Cycling can be a good form of exercise for people with AS
It can improve general fitness and stamina. Regular cycling can reduce the risk of chronic illnesses such as heart disease, type 2 diabetes and stroke. It can also boost your mood and keep your weight under control.
If cycling is your thing, why not look at the NASS cycling events pages for some inspiration.
Check it out with your physio
Do check with your physiotherapist to see if they think cycling would be suitable for you. This is particularly important if:
- You are having a lot of pain and stiffness with your AS
- You know you have quite a bit of fusion
If you have a very stiff spine and neck do consider whether you will be able to turn to see traffic and pedestrians properly when cycling.
Start off slowly on fairly flat ground.
Try cycling on smooth pavements or roads at first and avoid bumpy, rough ground that could jar your spine.
Only use for bike for short journeys at first and build up the distance you cycle over time.
Cycling can encourage poor posture so it is important to stretch your body into a good upright posture after cycling.
Try lying flat on the floor to stretch the spine out for a few minutes.
Ask your physiotherapist to show you some good before and after exercises.
Aches and pains
At first you may be sore after your bike ride as you will be using your uses muscles in a new way. This should settle down over time. You can take mild pain killers and anti-inflammatories to help you over the initial soreness.
Stop cycling and consult with your medical team if you suffer usually high levels of pain after cycling or if you feel a sharp or sudden pain when cycling. This may mean that cycling is not for you.
If you don't already own a bike then do consider borrowing or hiring one first to see if cycling is for you.
If you're buying a second-hand bike or you have an old bike that's been gathering dust, consider having it serviced at a specialist bike shop to ensure it's roadworthy.
If you are going to buy a bike then a specialist bike shop will advise you on the correct frame size and help you select a bike to suit your budget and the type of cycling you want to do.

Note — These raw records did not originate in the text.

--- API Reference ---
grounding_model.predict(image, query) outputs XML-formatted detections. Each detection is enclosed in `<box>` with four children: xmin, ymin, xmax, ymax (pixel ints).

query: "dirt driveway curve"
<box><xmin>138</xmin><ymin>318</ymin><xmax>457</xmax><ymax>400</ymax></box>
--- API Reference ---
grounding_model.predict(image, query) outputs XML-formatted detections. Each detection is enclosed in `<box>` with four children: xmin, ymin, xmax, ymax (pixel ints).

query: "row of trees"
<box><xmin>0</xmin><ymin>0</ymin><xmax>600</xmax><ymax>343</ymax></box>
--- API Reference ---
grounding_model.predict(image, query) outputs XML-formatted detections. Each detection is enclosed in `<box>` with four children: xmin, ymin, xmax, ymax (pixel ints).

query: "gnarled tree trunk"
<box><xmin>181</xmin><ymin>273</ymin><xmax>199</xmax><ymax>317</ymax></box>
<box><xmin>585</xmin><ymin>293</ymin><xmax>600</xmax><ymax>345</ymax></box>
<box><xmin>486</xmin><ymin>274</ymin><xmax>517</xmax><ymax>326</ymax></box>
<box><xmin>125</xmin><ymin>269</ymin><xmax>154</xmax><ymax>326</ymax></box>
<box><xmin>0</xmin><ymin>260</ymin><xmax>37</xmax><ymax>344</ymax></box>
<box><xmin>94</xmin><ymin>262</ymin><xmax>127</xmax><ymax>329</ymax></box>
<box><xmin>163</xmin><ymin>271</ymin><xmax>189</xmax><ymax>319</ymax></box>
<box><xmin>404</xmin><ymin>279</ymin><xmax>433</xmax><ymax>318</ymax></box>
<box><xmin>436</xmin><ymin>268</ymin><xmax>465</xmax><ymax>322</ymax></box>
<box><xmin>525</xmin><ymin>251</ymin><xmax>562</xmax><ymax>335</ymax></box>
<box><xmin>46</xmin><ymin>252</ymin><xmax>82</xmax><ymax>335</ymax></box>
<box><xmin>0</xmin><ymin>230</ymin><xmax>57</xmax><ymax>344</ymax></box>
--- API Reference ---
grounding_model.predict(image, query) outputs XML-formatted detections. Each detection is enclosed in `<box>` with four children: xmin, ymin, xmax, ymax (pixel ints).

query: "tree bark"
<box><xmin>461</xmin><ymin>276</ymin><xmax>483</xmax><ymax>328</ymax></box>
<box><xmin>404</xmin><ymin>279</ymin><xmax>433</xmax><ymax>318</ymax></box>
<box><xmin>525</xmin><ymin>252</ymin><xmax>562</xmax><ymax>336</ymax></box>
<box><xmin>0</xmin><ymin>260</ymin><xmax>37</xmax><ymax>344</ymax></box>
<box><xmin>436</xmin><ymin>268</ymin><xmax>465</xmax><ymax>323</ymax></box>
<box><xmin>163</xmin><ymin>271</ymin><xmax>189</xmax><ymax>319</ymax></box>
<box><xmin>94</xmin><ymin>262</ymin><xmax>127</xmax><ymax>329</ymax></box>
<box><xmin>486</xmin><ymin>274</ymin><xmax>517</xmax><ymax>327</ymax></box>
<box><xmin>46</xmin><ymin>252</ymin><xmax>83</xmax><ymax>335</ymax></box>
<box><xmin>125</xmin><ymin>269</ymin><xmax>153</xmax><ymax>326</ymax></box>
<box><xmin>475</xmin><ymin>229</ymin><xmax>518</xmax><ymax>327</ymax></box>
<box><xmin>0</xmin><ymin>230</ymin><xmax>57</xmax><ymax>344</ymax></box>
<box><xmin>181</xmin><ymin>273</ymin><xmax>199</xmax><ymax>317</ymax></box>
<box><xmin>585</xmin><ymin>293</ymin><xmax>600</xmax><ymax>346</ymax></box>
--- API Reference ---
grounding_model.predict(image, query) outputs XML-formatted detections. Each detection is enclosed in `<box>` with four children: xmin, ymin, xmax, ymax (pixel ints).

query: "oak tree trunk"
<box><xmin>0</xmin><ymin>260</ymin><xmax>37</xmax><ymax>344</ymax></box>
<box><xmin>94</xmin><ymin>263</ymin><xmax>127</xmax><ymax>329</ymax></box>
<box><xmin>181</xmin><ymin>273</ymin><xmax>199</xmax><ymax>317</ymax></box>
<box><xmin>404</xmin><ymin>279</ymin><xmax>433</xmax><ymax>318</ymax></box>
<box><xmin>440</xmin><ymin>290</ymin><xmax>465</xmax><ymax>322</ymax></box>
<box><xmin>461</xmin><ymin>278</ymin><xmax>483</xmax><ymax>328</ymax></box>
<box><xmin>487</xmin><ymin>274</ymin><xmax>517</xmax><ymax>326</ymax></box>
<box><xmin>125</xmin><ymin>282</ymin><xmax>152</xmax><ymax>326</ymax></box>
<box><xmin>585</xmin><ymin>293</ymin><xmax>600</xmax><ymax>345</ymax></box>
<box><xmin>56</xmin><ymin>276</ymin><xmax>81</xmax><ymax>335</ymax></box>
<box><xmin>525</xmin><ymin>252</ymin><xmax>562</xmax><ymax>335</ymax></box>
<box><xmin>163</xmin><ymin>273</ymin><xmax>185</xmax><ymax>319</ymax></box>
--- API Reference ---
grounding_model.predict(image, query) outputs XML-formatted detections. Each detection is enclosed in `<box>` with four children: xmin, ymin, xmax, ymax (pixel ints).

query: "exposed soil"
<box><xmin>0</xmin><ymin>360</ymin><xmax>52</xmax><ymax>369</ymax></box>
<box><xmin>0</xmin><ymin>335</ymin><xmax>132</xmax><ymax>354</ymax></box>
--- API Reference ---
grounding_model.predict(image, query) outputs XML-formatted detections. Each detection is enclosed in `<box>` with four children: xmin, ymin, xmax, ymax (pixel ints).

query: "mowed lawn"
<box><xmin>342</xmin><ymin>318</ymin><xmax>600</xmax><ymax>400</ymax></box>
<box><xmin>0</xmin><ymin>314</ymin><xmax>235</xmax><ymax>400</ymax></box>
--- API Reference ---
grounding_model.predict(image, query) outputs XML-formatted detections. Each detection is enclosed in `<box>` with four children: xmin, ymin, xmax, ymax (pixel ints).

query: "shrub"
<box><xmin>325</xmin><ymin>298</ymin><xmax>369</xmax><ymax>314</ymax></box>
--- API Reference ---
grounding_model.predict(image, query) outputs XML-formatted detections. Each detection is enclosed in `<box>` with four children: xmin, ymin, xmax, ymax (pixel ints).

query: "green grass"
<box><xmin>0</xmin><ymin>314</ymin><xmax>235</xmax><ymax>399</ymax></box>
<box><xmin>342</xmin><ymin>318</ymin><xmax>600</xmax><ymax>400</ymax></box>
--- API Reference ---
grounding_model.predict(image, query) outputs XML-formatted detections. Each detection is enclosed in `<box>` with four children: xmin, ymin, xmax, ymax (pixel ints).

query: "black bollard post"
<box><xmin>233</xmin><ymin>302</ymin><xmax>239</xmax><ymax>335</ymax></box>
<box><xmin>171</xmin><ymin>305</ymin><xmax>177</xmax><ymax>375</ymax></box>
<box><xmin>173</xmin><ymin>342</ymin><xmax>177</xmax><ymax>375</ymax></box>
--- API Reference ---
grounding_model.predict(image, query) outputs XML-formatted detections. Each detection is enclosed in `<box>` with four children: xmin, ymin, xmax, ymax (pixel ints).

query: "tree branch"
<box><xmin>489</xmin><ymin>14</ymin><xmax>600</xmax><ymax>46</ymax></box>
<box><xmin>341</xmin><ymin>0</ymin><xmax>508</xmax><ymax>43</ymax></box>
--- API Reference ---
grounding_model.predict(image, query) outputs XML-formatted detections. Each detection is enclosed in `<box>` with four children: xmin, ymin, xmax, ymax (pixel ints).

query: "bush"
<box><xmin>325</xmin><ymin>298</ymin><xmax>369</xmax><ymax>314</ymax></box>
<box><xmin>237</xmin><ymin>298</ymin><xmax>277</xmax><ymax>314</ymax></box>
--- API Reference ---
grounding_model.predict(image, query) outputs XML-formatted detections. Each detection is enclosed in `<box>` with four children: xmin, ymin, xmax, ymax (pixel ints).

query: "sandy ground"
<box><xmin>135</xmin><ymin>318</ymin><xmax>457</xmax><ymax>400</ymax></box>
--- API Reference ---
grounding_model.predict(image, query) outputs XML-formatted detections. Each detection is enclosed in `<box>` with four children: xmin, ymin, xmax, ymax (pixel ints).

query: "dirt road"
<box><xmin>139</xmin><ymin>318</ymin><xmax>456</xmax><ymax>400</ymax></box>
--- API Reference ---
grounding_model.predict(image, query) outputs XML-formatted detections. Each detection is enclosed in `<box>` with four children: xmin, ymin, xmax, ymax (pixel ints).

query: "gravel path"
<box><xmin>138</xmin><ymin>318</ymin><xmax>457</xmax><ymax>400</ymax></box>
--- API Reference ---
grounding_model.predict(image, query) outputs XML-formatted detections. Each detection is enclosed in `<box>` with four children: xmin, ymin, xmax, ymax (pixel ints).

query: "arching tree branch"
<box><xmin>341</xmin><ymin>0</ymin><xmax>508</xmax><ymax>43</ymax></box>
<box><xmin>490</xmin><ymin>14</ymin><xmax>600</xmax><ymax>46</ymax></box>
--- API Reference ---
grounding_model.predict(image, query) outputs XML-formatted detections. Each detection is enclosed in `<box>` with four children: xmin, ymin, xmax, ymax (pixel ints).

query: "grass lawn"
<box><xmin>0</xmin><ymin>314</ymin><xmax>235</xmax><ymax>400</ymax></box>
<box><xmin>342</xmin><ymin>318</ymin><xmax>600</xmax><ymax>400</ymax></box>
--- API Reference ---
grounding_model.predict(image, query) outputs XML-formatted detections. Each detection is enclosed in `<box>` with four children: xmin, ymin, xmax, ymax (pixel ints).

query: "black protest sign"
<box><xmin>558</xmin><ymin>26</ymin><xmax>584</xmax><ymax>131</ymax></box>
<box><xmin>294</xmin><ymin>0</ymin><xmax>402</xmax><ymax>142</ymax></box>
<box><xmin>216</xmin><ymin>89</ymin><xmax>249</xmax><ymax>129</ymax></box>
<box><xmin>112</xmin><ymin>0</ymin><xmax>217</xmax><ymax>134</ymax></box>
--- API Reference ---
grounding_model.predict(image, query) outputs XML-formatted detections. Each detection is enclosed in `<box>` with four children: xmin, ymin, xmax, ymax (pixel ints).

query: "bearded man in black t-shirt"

Drop down racing handlebars are not ideal for people with AS as they encourage poor posture.
A mountain style bike with good suspension may offer better protection for your spine.
A gel saddle may be a good investment.
If you do have any problems with your hips or knees that you may find it more comfortable to have your saddle raised a little higher than usual. This means that as you pedal, your knees and hips are not bending quite so far.
Take care not to raise the saddle too high. You should still be able to touch the ground with your toes.
Ask the staff in the bike shop to help you adjust your saddle correctly.